Incoming CBS Entertainment execs Kelly Kahl and Thom Sherman did not have an especially easy time during their first executive session in their new positions during the network's day at the Television Critics Association's 2017 summer press tour.
Speaking with reporters, the execs were immediately on the defense as the line of questions regarding the network's handling of the recent Hawaii Five-0 casting shake-up, as well as the overall programming slate's diversity challenges, grew more contentious. On the topic of Daniel Dae Kim and Grace Park's exits from the long-running procedural after contract renegotiations failed to deliver salary parity with their Caucasian counterparts, Kahl and Sherman both reiterated that the network tried as hard as they possibly could to keep the stars on the series.

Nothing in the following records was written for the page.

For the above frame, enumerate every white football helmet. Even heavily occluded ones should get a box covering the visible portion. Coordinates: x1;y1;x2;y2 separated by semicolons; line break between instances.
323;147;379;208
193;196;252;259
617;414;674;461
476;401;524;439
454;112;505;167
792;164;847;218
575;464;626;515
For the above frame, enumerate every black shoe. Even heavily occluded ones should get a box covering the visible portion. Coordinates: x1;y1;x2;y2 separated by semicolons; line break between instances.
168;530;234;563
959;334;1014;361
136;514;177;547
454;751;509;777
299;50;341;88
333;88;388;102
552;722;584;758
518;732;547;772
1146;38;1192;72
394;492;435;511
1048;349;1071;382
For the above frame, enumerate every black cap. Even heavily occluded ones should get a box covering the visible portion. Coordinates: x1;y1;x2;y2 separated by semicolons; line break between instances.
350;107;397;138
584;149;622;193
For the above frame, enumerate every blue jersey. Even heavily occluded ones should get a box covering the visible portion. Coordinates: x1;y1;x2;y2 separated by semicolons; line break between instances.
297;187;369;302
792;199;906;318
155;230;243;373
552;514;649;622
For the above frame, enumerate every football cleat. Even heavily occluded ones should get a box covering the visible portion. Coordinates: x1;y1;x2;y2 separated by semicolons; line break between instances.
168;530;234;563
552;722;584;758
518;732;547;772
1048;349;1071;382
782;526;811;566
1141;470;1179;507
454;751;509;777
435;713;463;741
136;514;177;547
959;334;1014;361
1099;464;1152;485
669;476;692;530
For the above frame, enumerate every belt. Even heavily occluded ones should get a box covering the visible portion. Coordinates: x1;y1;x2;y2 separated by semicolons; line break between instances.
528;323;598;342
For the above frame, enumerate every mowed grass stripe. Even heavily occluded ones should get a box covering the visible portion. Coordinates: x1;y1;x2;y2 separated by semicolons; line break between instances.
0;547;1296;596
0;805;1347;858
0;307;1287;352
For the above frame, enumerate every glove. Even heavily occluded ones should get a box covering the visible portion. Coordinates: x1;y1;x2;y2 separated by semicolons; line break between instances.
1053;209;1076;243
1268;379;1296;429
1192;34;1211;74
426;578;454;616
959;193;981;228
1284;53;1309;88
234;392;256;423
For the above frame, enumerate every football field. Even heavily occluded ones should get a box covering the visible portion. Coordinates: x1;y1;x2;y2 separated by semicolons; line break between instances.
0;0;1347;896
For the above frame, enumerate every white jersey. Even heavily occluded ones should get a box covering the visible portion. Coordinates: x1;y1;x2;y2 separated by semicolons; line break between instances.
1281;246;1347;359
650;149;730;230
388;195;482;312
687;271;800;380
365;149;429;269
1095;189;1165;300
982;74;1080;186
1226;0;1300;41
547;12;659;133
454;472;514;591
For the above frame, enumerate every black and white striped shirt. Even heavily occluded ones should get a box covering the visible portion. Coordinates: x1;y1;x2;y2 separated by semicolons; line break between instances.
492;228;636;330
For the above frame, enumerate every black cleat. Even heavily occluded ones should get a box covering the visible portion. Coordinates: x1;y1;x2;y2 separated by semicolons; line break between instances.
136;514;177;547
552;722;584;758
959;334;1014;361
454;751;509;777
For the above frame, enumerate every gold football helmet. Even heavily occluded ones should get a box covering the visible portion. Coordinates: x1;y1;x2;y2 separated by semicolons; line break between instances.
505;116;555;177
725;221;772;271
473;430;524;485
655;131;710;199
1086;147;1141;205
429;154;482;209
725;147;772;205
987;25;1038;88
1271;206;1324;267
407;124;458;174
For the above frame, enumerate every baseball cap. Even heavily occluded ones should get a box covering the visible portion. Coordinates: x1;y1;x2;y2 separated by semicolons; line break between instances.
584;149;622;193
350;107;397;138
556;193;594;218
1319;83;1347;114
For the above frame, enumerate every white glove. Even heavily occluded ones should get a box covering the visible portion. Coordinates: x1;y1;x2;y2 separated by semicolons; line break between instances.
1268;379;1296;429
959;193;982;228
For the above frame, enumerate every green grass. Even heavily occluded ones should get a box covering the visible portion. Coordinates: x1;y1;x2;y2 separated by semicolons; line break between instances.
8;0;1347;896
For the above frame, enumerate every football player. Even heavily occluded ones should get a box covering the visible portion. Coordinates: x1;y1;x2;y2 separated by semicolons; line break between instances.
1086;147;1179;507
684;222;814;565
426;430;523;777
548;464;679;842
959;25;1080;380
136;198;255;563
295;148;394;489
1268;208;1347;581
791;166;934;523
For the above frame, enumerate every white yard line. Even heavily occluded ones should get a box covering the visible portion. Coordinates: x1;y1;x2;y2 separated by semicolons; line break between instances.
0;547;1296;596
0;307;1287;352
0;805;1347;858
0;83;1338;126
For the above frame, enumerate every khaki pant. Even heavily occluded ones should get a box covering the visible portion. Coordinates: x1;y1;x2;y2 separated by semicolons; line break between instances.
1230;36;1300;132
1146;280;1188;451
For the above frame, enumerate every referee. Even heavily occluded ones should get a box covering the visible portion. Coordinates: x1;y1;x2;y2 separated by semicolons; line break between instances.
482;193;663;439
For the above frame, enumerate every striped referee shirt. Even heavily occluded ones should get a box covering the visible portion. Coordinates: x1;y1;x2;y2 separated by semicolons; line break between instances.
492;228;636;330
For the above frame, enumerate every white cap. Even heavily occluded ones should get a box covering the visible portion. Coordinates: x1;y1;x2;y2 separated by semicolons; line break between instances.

"Not going to talk specifics of the deal or negotiation. We love both those actors and did not want to lose them," Kahl said. "We made very, very strong attempts to keep them and offered them a lot of money to stick around. We wanted them to stick around. It's an unfortunate byproduct of having a long running series…we didn't want it to happen, we tried our darndest to keep them."

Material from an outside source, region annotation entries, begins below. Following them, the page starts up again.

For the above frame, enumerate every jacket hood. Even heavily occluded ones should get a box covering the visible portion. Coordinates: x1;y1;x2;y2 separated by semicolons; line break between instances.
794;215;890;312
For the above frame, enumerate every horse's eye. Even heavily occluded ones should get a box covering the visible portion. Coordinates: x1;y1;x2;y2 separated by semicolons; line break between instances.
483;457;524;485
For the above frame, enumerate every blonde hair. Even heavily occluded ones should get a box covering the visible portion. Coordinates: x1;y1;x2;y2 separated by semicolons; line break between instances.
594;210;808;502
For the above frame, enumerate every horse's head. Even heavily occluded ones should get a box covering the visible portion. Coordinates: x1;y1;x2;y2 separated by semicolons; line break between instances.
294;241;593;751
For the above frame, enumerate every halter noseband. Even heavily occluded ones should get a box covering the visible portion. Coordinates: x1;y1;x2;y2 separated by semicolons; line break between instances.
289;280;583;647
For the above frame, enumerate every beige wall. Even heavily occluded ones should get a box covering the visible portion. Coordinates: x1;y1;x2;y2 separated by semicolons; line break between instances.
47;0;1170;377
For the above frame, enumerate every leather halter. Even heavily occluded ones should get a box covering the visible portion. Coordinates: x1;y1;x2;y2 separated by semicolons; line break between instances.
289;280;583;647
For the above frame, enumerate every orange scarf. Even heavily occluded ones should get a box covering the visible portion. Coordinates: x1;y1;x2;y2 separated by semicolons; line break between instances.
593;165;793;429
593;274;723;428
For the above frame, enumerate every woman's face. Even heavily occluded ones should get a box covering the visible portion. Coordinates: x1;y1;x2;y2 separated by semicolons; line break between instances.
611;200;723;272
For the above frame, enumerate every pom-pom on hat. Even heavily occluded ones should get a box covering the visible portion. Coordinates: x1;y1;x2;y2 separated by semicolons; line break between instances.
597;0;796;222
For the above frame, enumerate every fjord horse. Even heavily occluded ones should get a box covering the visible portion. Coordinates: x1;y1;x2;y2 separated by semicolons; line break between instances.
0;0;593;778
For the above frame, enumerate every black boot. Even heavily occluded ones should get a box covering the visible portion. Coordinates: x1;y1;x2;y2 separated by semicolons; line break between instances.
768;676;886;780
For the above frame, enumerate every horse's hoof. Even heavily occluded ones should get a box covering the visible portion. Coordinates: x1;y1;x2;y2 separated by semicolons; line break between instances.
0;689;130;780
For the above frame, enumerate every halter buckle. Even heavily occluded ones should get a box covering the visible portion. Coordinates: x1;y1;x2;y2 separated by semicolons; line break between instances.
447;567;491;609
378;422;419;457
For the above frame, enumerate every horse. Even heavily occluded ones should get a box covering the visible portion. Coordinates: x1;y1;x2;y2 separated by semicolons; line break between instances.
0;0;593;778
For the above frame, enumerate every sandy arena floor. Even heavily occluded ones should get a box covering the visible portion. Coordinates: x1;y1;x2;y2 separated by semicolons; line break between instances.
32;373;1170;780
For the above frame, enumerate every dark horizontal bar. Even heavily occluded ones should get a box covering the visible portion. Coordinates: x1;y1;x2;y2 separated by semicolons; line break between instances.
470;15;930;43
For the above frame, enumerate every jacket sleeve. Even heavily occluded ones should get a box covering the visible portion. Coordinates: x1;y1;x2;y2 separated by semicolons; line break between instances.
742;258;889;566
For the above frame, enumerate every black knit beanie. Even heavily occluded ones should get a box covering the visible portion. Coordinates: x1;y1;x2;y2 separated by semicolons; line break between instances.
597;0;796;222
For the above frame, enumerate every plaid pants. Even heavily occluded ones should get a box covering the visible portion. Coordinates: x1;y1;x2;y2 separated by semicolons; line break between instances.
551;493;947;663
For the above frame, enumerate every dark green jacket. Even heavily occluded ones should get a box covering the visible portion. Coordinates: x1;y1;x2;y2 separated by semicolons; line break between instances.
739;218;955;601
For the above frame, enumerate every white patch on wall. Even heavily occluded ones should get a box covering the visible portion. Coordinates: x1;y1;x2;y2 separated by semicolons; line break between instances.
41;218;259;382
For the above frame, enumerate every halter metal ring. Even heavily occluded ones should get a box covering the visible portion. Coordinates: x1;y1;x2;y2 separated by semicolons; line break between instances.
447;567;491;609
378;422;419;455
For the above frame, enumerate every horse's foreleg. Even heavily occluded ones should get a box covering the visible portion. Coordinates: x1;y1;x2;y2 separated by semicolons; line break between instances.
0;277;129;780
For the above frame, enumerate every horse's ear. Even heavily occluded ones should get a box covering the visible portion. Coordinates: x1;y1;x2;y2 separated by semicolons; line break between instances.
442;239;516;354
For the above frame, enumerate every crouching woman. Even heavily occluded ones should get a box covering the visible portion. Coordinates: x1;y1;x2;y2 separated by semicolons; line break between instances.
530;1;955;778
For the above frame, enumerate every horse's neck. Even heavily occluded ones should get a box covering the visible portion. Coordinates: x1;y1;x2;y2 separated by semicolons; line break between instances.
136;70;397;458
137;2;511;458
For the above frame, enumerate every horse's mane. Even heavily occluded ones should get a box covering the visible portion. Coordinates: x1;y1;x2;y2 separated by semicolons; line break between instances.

When asked if there were other factors at play, Kahl demurred. I can't speak to that," he said. "In my mind, it was purely a business transaction."
When asked why the network failed to add a single show with a female lead to its line-up for the second season in a row, Sherman argued that the network had put female-led pilots into consideration, but the reason they didn't get the green light had nothing to do with the female leads. "CBS did develop female lead shows last year," he said. "The way things turned out, those pilots were not felt to be as good as some of the other pilots that were picked up. But that had nothing to do with the female leads…that's just the cycle of business and how it happens sometimes."
Kahl added that change is coming to CBS, however incrementally. "We have two shows that we didn't have last year," he argued. We have a mid-season show with the lead character who is gay…look at the diverse series regulars up 60 percent...We are absolutely moving in the right direction…we are making progress."